[Noonan syndrome: genetic and clinical update and treatment options]


Carcavilla A, Suárez-Ortega L, Rodríguez Sánchez A, Gonzalez-Casado I, Ramón-Krauel M, Labarta JI, Quinteiro Gonzalez S, Riaño Galán I, López-Siguero JP.An Pediatr (Barc). 2020 May 31:S1695-4033(20)30160-0. doi: 10.1016/j.anpedi.2020.04.008. Online ahead of print.PMID: 32493603 Free article. Spanish.

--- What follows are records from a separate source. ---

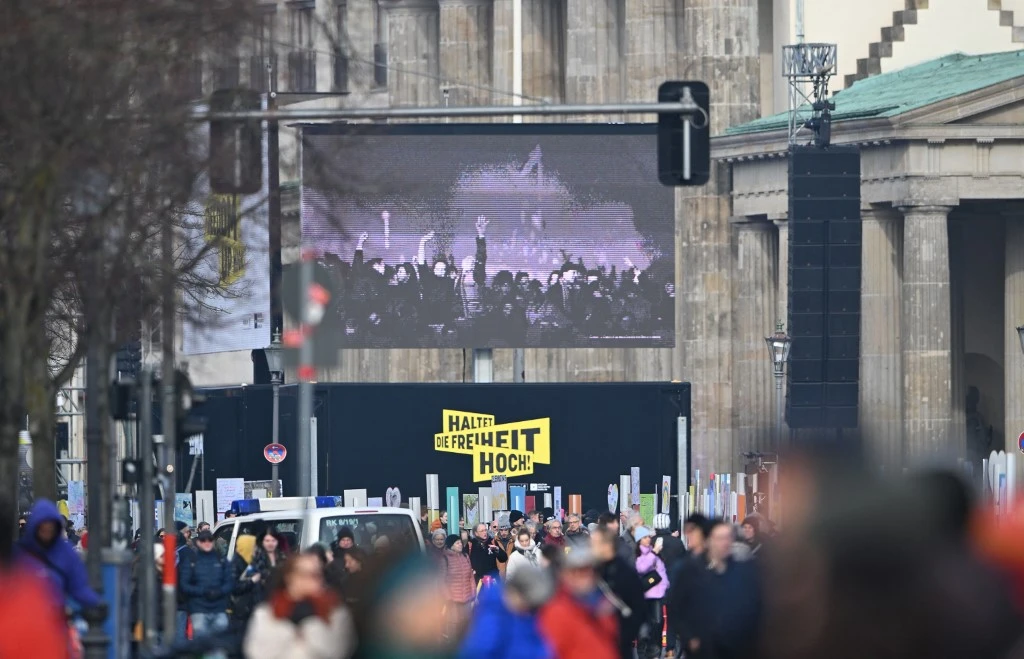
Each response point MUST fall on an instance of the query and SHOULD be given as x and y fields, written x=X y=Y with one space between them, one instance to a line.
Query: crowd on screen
x=450 y=304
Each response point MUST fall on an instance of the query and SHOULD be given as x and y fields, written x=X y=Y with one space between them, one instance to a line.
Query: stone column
x=782 y=271
x=957 y=263
x=927 y=335
x=1014 y=316
x=651 y=40
x=465 y=50
x=413 y=52
x=754 y=291
x=720 y=47
x=593 y=56
x=881 y=360
x=543 y=50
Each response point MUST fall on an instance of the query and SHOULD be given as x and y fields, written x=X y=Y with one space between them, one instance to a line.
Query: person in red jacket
x=32 y=620
x=580 y=622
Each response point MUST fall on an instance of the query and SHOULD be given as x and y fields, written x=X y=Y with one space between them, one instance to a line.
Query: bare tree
x=97 y=155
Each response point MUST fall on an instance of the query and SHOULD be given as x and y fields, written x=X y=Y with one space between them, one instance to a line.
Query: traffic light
x=684 y=139
x=236 y=146
x=130 y=359
x=188 y=404
x=188 y=418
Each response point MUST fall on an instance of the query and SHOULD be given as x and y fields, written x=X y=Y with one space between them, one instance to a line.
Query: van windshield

Noonan syndrome (NS) is a relatively common genetic condition characterised by short stature, congenital heart defects, and distinctive facial features. NS and other clinically overlapping conditions such as NS with multiple lentigines (formerly called LEOPARD syndrome), cardiofaciocutaneous syndrome, or Costello syndrome, are caused by mutations in genes encoding proteins of the RAS-MAPKinases pathway. Because of this shared mechanism, these conditions have been collectively termed «RASopathies». Despite the recent advances in molecular genetics, nearly 20% of patients still lack a genetic cause, and diagnosis is still made mainly on clinical grounds. NS is a clinically and genetically heterogeneous condition, with variable expressivity and a changing phenotype with age, and affects multiple organs and systems. Therefore, it is essential that physicians involved in the care of these patients are familiarised with their manifestations and the management recommendations, including management of growth and development. Data on growth hormone treatment efficacy are sparse, and show a modest response in height gains, similar to that observed in Turner syndrome. The role of RAS/MAPK hyper-activation in the pathophysiology of this group of disorders offers a unique opportunity for the development of targeted approaches.